How Woodruff's injury could impact Brewers
MILWAUKEE -- After reviewing an MRI scan of his strained left oblique, the Brewers expect All-Star starting pitcher Brandon Woodruff to miss about six weeks, manager Craig Counsell said Monday, further straining an already thin rotation.
“Kind of what we expected,” Counsell said. “Obviously that’s significant. He’s going to miss some time, and he’ll do his best and we’ll do our best to get him back as fast as we can.”
How will the Brewers fill Woodruff’s absence? To be determined.
Will it make them more aggressive at next week’s Trade Deadline? Less aggressive? Or somewhere in-between? That’s to be determined, too.
Here’s where things stood as the team prepared to play on without its ace:
In the near term:
Because of open dates in the schedule on Thursday and July 29, the Brewers won’t require a fifth starter until Saturday, Aug. 3 at Wrigley Field. That buys them some time while president of baseball operations David Stearns and his staff assess available pitching. Counsell opted not to reveal his probable pitchers beyond the next two days (Zach Davies on Tuesday, Jhoulys Chacin on Wednesday), but hinted at using the schedule to buy some time. That presumably would mean Gio Gonzalez, Chase Anderson and Davies against the Cubs.
“Eventually we’re going to need that spot,” Counsell said. “But we may back it up a little bit.”
In the longer term:
As Counsell said, eventually someone will have to make those starts. Adrian Houser is the leading internal candidate, but restoring him to the rotation would weaken a bullpen that is now more important than ever. After Houser, the Brewers’ internal options go to Aaron Wilkerson or Burch Smith.
The team had hoped top pitching prospect Zack Brown would be an option by now, but he has a 6.01 ERA in 17 Triple-A starts. Fellow prospect Trey Supak is having a special season at Double-A Biloxi, but that’s Double-A. The Brewers had veteran Drew Smyly in the Minors, but he opted out of his deal on Thursday to pursue a Major League opportunity with the Phillies, and delivered six strong innings on the same day Woodruff went down.

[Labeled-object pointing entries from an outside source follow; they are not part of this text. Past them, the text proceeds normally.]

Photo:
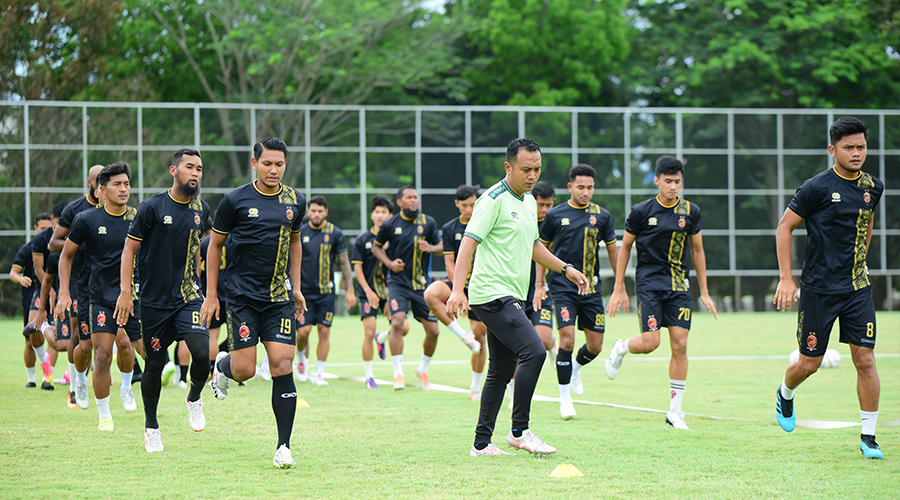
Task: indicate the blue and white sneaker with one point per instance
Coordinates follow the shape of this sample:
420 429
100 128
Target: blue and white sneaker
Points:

The Trade Deadline offers another avenue. This year it’s a lone deadline on July 31 at 3 p.m. CT; teams can no longer make trades in August. Stearns has acquired pitching each of the past two years, so it’s less a matter of whether he will add an arm or two -- history says he will -- and more about how high he will aim.
The Brewers’ farm system is not particularly strong after second baseman Keston Hiura, who graduated from prospect status over the weekend and would be a painful trade. The dilemma for Stearns is whether he can package enough secondary prospects to land a difference-making pitcher, and whether that would be worth it given no guarantees it will be enough to get the Brewers to the playoffs.

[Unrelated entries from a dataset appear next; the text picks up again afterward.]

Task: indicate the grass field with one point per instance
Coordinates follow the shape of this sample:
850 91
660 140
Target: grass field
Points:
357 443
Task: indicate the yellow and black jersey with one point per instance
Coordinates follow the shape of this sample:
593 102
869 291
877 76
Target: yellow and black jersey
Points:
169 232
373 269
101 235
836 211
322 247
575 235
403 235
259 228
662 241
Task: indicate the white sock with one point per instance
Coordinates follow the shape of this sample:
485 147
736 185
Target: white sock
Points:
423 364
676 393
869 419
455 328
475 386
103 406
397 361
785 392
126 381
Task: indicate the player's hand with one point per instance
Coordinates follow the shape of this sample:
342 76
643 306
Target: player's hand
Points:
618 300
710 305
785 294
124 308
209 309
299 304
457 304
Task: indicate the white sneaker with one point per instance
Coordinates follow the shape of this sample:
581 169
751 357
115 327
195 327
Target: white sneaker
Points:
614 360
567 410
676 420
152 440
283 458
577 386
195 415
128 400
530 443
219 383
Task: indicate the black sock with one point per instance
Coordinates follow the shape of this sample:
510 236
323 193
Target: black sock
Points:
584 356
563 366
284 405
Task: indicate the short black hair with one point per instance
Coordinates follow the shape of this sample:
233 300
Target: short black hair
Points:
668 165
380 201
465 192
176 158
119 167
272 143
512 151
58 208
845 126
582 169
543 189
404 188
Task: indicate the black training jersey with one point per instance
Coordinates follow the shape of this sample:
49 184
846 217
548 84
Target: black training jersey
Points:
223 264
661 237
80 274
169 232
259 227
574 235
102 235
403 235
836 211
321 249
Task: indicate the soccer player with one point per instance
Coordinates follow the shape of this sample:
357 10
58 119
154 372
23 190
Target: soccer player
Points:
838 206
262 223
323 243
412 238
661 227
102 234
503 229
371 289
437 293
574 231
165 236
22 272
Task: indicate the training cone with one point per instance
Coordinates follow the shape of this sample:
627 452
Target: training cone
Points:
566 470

“We’re going to have to fill in around [Woodruff],” Counsell said. “I think we can, and we’ll look at all the ways we can do that -- both with what we’ve got personnel-wise and the schedule does allow us to do some things, and we’ll try to take advantage of that. But most importantly, we’ve got to fill in around that. … Obviously, Woody was delivering some pretty good innings, so it’s up to us pitching-wise and defensively to fill in around him.”
What it means for Woodruff:
Mostly, that he won’t pitch until September at the earliest. That’s a tough blow for a 26-year-old in his breakthrough season. And it’s a huge blow for the Brewers, who were 16-4 in Woodruff’s starts and 37-44 behind their other starters entering Monday.
“Brandon has been huge for us ever since the first three or four starts, once he settled in,” said Davies. “He’s been a guy who’s gone seven innings, eight innings a lot, and been able to give the bullpen rest on days that he throws. He’s been flat-out dominating for a good portion of this year, and even in the games that are not his best, they are still good ‘grind’ games when he gives the team a chance to win. I think the starting staff knows the shoes that need to be filled.”
Said Chacin: “It’s tough for everybody. Obviously for him more, but for the whole team too. He’s been pitching pretty well the whole season. We know how hard he worked and how he prepared. This can happen to anybody, but it’s really sad to happen to him. Hopefully he recovers fast and we have him in September.”